The Jewish Museum has commissioned Brazilian artist, Beatriz Milhazes to create new artworks fusing the walls, the floors, and the ceilings of the museum as integral component in art. The series of five hanging sculptures, named Gamboa II, decorates the lobby of the Jewish Museum from 6th May to 18th September 2016.
The Using Walls, Floors, and Ceilings initiative debuted in 2013. This spring-summer period, the Museum has engaged Milhazes in the project. The scintillant sculptures intermingle to fashion a vibrantly coloured canopy over every visitor of the Museum.
The newly commissioned works are heavily inspired by Carnival celebrations that are native to the artist, alluding greatly to the elaborate parade floats. Following suit to Milhazes’ representative use of a broad and rich spectrum of hues and textures, Gamboa II features chandelierlike sculptures with flecks of flower petals and arabesques trailing in midair. Milhazes intertwines visual references to Brazilian Baroque and folk traditions with modern artistic movements such as Constructivism and Tropicália. The artist has also included inspirations taken from Brazilian landscape design such as Robert Burle Marx’s Op art-style pathways for Copacabana Beach, as well as from the botanic garden next to her studio in Rio de Janeiro. Gamboa II is a brilliant articulation of the language of European modernism combining disparate forms and ideas in three dimensions.
Parade floats do not monopolise amongst the references present in Milhazes’ work Gamboa II. A connection to dance remains a vital aspect of the artwork, which was created with the help of samba school float makers. This nod to dance also recalls the social and political issues that underpin the Carnival festivities. Brazil under the oppressive regime from 1946 to 1985 descended into restricted and censored artistic expression.
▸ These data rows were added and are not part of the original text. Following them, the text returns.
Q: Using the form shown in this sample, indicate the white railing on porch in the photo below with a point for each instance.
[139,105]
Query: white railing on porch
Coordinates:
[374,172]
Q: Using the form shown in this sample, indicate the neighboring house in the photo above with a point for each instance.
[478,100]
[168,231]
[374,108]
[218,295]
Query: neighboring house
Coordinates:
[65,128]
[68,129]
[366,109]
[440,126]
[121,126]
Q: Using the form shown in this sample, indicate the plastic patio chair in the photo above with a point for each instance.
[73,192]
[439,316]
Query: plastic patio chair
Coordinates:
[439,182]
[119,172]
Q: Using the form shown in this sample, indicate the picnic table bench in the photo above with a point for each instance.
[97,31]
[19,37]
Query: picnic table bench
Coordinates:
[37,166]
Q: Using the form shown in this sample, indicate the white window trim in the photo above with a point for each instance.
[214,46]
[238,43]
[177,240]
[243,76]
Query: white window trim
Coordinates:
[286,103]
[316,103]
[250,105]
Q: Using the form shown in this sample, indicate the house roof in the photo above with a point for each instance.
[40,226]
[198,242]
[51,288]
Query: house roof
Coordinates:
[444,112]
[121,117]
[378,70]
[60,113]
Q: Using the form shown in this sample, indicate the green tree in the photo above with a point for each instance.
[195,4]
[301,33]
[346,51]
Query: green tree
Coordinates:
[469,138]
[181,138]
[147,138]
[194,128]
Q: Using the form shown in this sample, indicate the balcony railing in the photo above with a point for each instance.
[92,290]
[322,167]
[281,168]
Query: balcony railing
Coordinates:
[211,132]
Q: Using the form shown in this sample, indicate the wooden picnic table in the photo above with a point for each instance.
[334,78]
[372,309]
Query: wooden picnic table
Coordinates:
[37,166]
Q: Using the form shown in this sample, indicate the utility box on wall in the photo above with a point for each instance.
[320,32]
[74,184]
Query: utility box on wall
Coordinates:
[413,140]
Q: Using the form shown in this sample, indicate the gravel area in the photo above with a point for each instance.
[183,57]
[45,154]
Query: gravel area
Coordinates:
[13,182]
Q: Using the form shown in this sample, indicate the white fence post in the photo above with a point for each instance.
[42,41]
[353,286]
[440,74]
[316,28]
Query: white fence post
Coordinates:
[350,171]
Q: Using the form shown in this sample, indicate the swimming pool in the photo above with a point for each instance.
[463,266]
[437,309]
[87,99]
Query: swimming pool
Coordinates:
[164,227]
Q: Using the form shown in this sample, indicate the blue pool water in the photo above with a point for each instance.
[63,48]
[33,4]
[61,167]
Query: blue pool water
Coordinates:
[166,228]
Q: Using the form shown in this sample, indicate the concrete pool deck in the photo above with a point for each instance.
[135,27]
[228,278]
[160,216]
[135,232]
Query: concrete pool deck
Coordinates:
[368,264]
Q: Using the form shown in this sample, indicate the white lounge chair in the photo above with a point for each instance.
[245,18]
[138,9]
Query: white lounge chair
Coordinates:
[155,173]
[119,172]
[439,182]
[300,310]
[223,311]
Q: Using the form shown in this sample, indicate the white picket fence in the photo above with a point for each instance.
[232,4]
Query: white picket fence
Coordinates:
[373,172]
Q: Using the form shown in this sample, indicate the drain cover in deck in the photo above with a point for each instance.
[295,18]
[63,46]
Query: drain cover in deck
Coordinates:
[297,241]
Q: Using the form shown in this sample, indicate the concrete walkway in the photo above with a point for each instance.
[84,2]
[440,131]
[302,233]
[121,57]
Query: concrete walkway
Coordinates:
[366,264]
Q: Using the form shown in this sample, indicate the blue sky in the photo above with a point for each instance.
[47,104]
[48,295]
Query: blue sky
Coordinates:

A characteristic of artworks created in those decades is the prolific use of found, ephemeral material and ad hoc construction along with pieces that carry a performative and sociopolitical functionality.
Gamboa II is the complete embodiment of the reminiscence of this part of the Brazilian history and at the same time, the samba aesthetic expressed by the jauntiness of shiny, candy-coloured paper chandeliers.